The international dimension of the crisis was shown as the budgets of Welsh local councils, police forces and universities were directly affected by the Icelandic economy's meltdown.
Finance Minister Andrew Davies announced at the Welsh National Assembly that eight local councils, three police forces and three universities had deposits and investments with Icelandic banks now in receivership.
The total amount of Welsh public money frozen in Icelandic financial institutions following the collapse of Icelandic bank Landsbanki and its subsidiaries was at least £75m.
Mr Davies stated that eight Welsh councils currently had £60m frozen in Icelandic banks, together with £10m and £8.1 among three Welsh police forces and universities respectively. Neath Port Talbot Council was the worst affected by the Icelandic banking crisis with £20 millions at risk, followed by Caerphilly Council with £15m and South Wales Police with £7m.
The Finance Minister said the Welsh Assembly Government was working with the UK government to unfreeze the accounts, and the Local Government Association insisted that public services would not be affected in the short term.

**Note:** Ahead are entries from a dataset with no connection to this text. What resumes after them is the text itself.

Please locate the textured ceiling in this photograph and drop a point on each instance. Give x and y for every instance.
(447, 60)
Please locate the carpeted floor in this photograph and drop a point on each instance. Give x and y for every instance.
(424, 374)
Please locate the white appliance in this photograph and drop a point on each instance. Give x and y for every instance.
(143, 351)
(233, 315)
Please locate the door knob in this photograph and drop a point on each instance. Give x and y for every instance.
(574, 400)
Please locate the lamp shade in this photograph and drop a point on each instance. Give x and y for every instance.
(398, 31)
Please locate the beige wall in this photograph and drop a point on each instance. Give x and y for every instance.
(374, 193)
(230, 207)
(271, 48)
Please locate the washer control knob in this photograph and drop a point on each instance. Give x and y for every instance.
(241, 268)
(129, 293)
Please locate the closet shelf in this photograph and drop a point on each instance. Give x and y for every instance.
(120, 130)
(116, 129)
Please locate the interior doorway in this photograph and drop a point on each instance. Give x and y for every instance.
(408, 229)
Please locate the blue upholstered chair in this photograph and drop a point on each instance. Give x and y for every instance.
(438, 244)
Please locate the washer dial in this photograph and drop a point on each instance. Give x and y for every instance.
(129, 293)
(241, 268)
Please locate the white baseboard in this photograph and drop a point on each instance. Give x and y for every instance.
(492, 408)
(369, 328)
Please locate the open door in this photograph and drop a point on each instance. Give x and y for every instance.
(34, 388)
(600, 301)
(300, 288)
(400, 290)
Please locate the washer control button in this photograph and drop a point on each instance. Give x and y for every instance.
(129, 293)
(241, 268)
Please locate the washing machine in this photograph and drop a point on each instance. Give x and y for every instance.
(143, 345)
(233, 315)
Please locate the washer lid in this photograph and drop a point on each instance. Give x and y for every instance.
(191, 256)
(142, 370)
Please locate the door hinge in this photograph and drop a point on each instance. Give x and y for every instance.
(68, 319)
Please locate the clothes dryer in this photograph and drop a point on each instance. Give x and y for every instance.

Fears that the Welsh public sector may struggle to provide services due to the global economic crisis were confirmed early in November 2008 as the National Library of Wales announced it will close on Saturdays because of budget costs. Besides hosting the nation's archives, the National Library of Wales is also a popular tourist and conference destination for people from all over Wales and beyond.
Southern Celtic nations fear surge in unemployment
The global credit crunch and a poor outlook for the central government finances have confirmed the Breton and Galician economies as the latest to be affected by the global economic downturn.
The southern Celtic nations' economies were dragged down as France and Spain entered recession in October and December respectively after two consecutive quarters of negative growth.
Unemployment in Brittany and Galicia could rise over 10% during 2009, analysts predicted.
Together with the predicted job losses in the construction industry, the global crisis has added further pressure to the Breton and Galician tourist industry which already had a dismal 2008 because of the bad weather.